PREA: Notable quotables

Zoe Hughes reviews the best quotes from the first day of the annual PREA conference, taking place in Beverly Hills.

End of day one and talk at the US Pension Real Estate Association's annual conference has already turned serious.

A panel of powerful institutional investors has warned fund managers to be “nervous” about the commingled fund model, insisting for larger players such as themselves, club structures are the way forward.

The remarks mirror a private closed-door session plan sponsors held yesterday ahead of the official start of the fall gathering in Beverly Hills, in which investors apparently had an extremely “vocal” debate targeted at GP behaviour in the run-up to the real estate bubble.

Such recriminations are to be expected considering the write-downs institutional and other investors have had to take in their portfolios. But GPs are fighting back in their own conversations at PREA urging public pension plans and the like to start being more constructive, more concerted and (surprisingly) more united as an investment group when facing the fund manager.

It's a typical day in the life of a PREA conference, you might say. Here, PERE presents a selection of some of the best quotes of the day:

“[The US] is very good at heart attacks. We are very bad at cancer. The problems facing us now are all cancerous [involving] the slow deterioration of the body in which there is no crisis, no flash point, but it will eventually kill us.”
CNN host Fareed Zakaria saying the US was good at dealing with quick crises, such as Lehman Brothers and 9/11, but bad at tackling long-running problems, such as the levels of debt being accumulated.

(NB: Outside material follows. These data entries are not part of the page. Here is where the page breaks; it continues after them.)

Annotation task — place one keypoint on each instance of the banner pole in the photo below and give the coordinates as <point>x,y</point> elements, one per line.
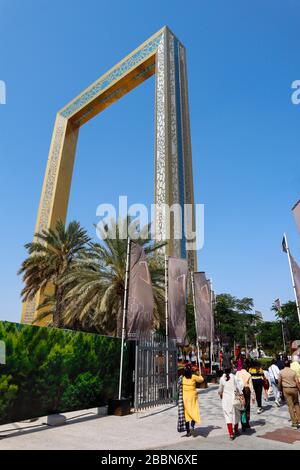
<point>124,316</point>
<point>211,328</point>
<point>292,276</point>
<point>194,303</point>
<point>167,322</point>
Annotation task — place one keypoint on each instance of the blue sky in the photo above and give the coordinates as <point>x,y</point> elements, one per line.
<point>242,58</point>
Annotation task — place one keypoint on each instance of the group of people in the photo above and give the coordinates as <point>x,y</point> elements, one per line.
<point>239,388</point>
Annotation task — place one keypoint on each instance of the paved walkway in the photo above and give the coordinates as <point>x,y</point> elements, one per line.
<point>151,429</point>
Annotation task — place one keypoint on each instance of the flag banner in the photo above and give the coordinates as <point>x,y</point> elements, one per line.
<point>203,310</point>
<point>284,247</point>
<point>140,294</point>
<point>296,212</point>
<point>213,297</point>
<point>177,280</point>
<point>296,273</point>
<point>277,304</point>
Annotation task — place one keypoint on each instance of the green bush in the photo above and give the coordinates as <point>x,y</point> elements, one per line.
<point>49,370</point>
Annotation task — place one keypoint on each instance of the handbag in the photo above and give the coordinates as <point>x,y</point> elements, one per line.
<point>244,417</point>
<point>266,384</point>
<point>239,400</point>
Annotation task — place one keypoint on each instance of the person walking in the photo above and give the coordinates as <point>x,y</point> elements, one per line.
<point>290,385</point>
<point>227,359</point>
<point>274,376</point>
<point>295,366</point>
<point>188,407</point>
<point>229,387</point>
<point>257,375</point>
<point>239,362</point>
<point>279,362</point>
<point>245,377</point>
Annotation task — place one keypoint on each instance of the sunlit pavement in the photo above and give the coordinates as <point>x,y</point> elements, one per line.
<point>153,429</point>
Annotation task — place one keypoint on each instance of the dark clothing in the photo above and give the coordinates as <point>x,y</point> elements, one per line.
<point>226,364</point>
<point>258,386</point>
<point>280,364</point>
<point>291,396</point>
<point>247,396</point>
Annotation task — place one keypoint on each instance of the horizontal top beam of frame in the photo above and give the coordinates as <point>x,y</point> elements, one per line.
<point>119,80</point>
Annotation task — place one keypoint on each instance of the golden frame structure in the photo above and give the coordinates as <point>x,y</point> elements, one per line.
<point>164,55</point>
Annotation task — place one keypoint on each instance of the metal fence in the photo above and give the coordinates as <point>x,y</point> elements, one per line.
<point>153,386</point>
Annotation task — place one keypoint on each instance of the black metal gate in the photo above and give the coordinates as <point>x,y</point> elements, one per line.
<point>154,384</point>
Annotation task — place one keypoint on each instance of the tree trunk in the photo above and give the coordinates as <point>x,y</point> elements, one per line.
<point>57,316</point>
<point>120,319</point>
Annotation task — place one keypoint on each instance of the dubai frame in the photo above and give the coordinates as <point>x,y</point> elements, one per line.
<point>163,55</point>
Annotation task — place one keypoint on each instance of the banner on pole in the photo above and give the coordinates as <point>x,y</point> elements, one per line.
<point>277,304</point>
<point>177,280</point>
<point>296,212</point>
<point>140,294</point>
<point>296,273</point>
<point>203,307</point>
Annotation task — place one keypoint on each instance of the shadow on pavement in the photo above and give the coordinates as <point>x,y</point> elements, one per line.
<point>155,412</point>
<point>259,422</point>
<point>205,431</point>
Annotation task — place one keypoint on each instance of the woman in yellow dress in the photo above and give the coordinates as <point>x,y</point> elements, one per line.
<point>190,399</point>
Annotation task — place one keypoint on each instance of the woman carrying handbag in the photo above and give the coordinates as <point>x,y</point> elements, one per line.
<point>230,391</point>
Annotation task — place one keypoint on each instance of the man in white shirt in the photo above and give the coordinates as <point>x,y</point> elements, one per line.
<point>295,366</point>
<point>274,376</point>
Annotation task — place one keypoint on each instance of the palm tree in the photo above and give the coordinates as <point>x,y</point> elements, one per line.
<point>50,256</point>
<point>95,284</point>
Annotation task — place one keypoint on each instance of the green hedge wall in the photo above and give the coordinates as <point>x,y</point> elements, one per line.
<point>49,371</point>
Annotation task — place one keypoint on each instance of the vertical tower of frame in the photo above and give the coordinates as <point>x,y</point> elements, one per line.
<point>163,55</point>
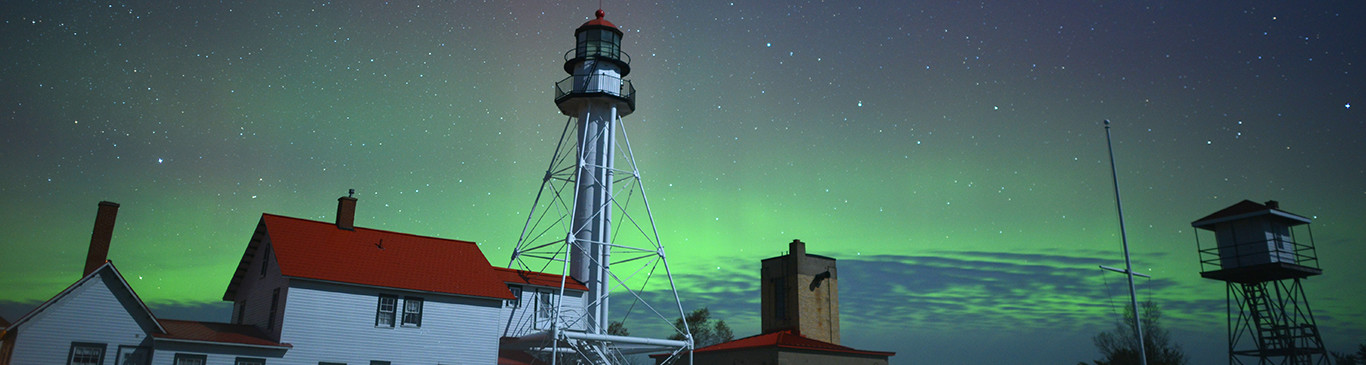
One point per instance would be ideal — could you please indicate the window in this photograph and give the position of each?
(134, 356)
(242, 312)
(384, 311)
(275, 302)
(85, 353)
(779, 298)
(544, 308)
(265, 260)
(411, 311)
(190, 360)
(517, 295)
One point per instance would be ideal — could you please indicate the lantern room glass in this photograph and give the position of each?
(598, 43)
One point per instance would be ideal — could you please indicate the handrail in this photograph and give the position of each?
(597, 84)
(1241, 253)
(622, 55)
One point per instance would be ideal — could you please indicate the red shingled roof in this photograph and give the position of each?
(372, 257)
(787, 339)
(530, 278)
(216, 332)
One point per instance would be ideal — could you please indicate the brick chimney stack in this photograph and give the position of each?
(101, 235)
(346, 211)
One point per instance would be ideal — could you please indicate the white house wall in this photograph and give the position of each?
(257, 290)
(335, 323)
(93, 313)
(215, 354)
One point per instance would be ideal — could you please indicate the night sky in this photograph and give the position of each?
(950, 155)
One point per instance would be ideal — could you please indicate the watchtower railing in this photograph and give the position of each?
(1257, 252)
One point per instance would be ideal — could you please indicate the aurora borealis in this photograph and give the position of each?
(950, 155)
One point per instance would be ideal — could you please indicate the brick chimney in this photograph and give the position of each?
(346, 211)
(100, 237)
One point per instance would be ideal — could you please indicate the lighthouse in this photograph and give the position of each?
(592, 222)
(597, 96)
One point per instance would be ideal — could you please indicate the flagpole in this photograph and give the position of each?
(1123, 237)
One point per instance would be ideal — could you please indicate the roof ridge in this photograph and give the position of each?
(374, 230)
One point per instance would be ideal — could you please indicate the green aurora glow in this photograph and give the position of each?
(951, 156)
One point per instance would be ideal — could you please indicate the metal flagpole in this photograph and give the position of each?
(1128, 267)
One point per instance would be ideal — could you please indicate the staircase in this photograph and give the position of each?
(1277, 332)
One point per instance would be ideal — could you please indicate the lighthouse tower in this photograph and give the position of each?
(593, 95)
(1261, 259)
(575, 234)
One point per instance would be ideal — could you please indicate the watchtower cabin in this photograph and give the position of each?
(1261, 253)
(1257, 242)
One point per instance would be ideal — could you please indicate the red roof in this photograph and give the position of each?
(216, 332)
(787, 339)
(532, 278)
(600, 21)
(372, 257)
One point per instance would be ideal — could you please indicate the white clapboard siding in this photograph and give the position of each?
(257, 290)
(96, 311)
(215, 354)
(335, 323)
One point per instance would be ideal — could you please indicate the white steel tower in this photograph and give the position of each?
(575, 233)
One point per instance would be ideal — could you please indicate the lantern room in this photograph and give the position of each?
(1256, 242)
(597, 40)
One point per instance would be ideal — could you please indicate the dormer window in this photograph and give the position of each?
(413, 311)
(385, 311)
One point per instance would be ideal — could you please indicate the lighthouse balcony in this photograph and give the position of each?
(596, 85)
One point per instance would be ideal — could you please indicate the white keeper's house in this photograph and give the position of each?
(305, 291)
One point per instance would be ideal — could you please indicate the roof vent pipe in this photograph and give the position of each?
(346, 211)
(100, 237)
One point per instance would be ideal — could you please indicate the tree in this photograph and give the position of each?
(705, 331)
(1120, 347)
(618, 328)
(1347, 358)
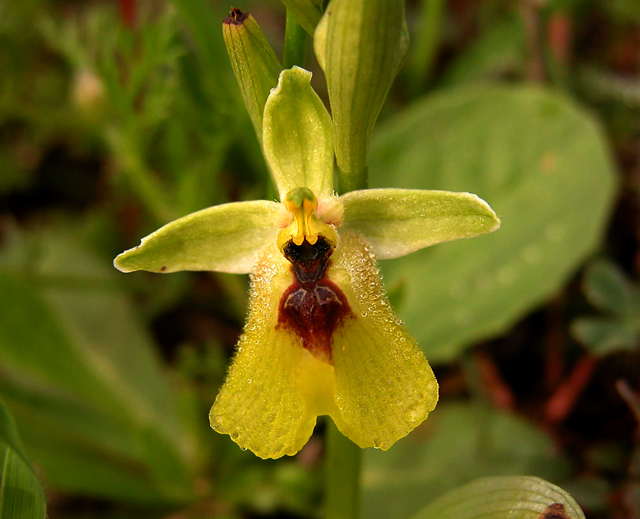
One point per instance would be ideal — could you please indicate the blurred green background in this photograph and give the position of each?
(117, 117)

“[Real estate] is one of the greatest bespoke asset classes.”
Spencer Haber, chairman and chief executive officer of H/2 Capital Partners.

“We acknowledge there are significant problems facing commercial real estate … that being said, from where we stand now, there’s no current plans for a specific commercial real estate large-scale [government bailout] programme.”
David Miller, acting chief investment officer of the US Treasury’s Office of Financial Stability.

“If you look at the real big opportunity, it’s not about the price of leverage, it’s about the availability or lack thereof of leverage.”
Spencer Haber, chairman and chief executive officer of H/2 Capital Partners, talking about opportunities in the US government’s PPIP and TALF programmes.

“They seem less depressed than I do when I’m on the phone.”
Michael Carp, head of Americas investments at Singapore sovereign wealth fund GIC Real Estate, on his Asian colleagues’ sentiments about the general economic situation in Singapore.

“The GP should be nervous because certainly the larger investors have all been frustrated with the limited partnership model and have been really focusing on how to exercise better control and how to put their interests first.”
Graeme Eadie, senior vice president of real estate investment at Canada’s CPP Investment Board, on the commingled fund model.